Approved by the World Bank last June, "the Chad-Cameroon Petroleum Development and Pipeline Project is an unprecedented framework to transform oil wealth into direct benefits for the poor, the vulnerable and the environment," according to a World Bank release. The 3.7 billion dollar project will develop the oil fields at Doba in southern Chad and construct a 1,070 km pipeline to offshore oil-loading facilities in Kribi, on Cameroon's Atlantic coast. The construction work was opened at a ceremony in Kribi in October 2000, attended by Cameroonian President Paul Biya and Chadian President, General Idriss Deby.

The Chad-Cameroon pipeline project has been waiting for the establishment of an oversight committee for months, as the critics of fund spending have mounted. The International Advisory Group (IAG) is supposed to "identify potential problems in the use of public revenues, the adequacy of civil society participation, progress in building institutional capacity, and more generally issues of governance, environmental management and social impacts. The IAG will recommend actions to the World Bank Group and the Governments of Chad and Cameroon to address such problems."

The Chad-Cameroon pipeline project however went wrong from the start. It became known that the pipeline would cut through one of the world's last primary rainforests in East Cameroon and that the sloppy environmental impact assessment had been carried out by the Exxon and Esso oil companies in 1997-98. Human rights groups further pointed to very poor human rights standards in Chad and the fact that there is a civil war going on, which only could be fuelled by the access to "fresh" money.

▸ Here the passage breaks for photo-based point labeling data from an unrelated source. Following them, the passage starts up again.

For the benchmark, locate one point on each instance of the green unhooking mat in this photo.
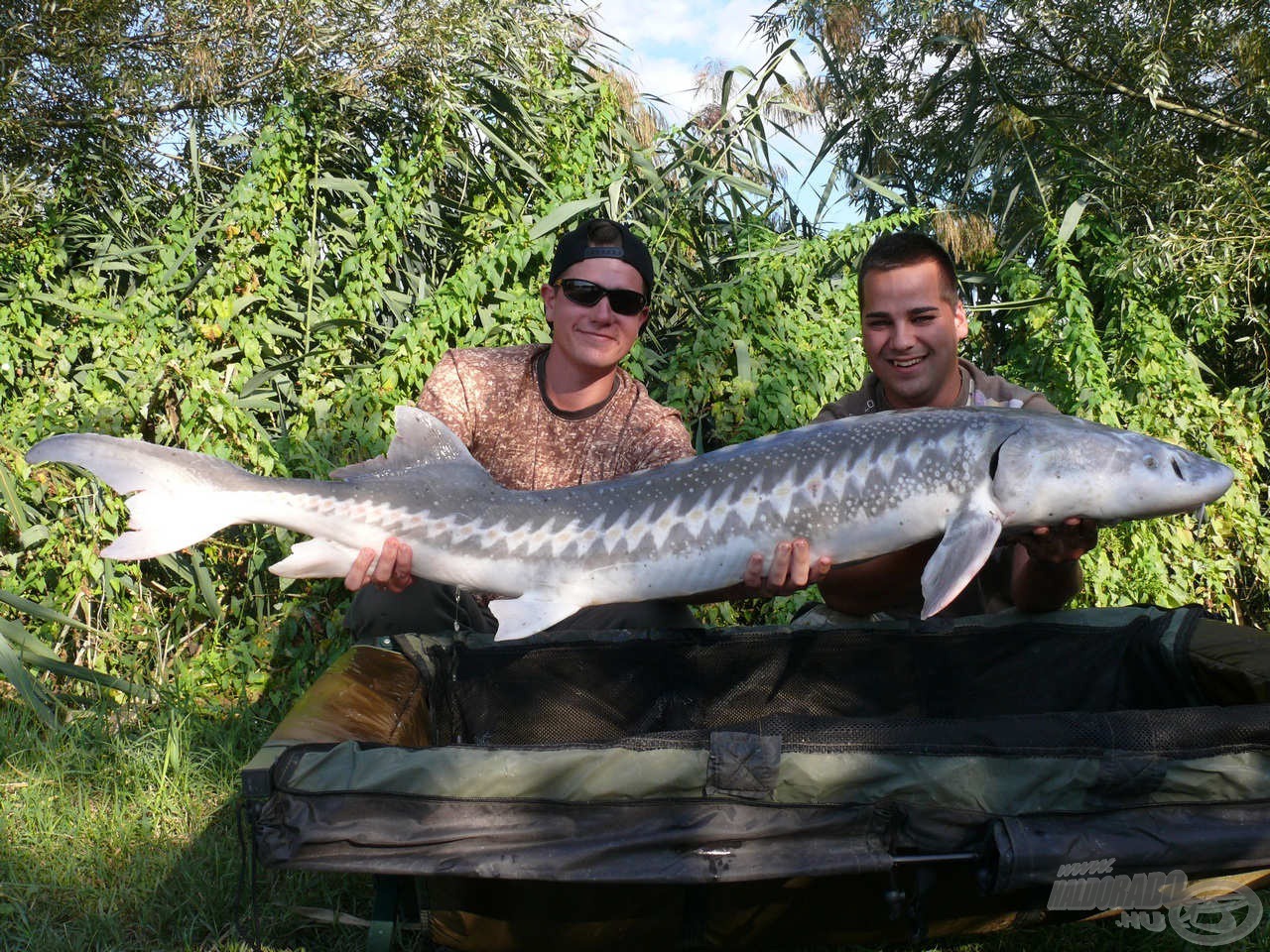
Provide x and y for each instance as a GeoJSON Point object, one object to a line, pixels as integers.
{"type": "Point", "coordinates": [775, 785]}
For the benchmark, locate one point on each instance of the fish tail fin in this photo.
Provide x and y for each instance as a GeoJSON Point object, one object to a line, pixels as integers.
{"type": "Point", "coordinates": [181, 498]}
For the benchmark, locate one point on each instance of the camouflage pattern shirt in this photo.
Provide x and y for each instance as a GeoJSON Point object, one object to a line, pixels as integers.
{"type": "Point", "coordinates": [495, 402]}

The critics were actually met, both by the World Bank, who's financing was absolutely necessary to exploit the oil fields found 30 years earlier, and by the Chadian government. New environmental impact assessments were carried out, leading to several significant changes in the pipeline's alignment route. Further, the Chadian president guaranteed improvements in the human rights situation, transparency in oil revenues and deep ploughing social development. The oil revenues are expected to double Chad's, one of the world's poorest countries, GDP.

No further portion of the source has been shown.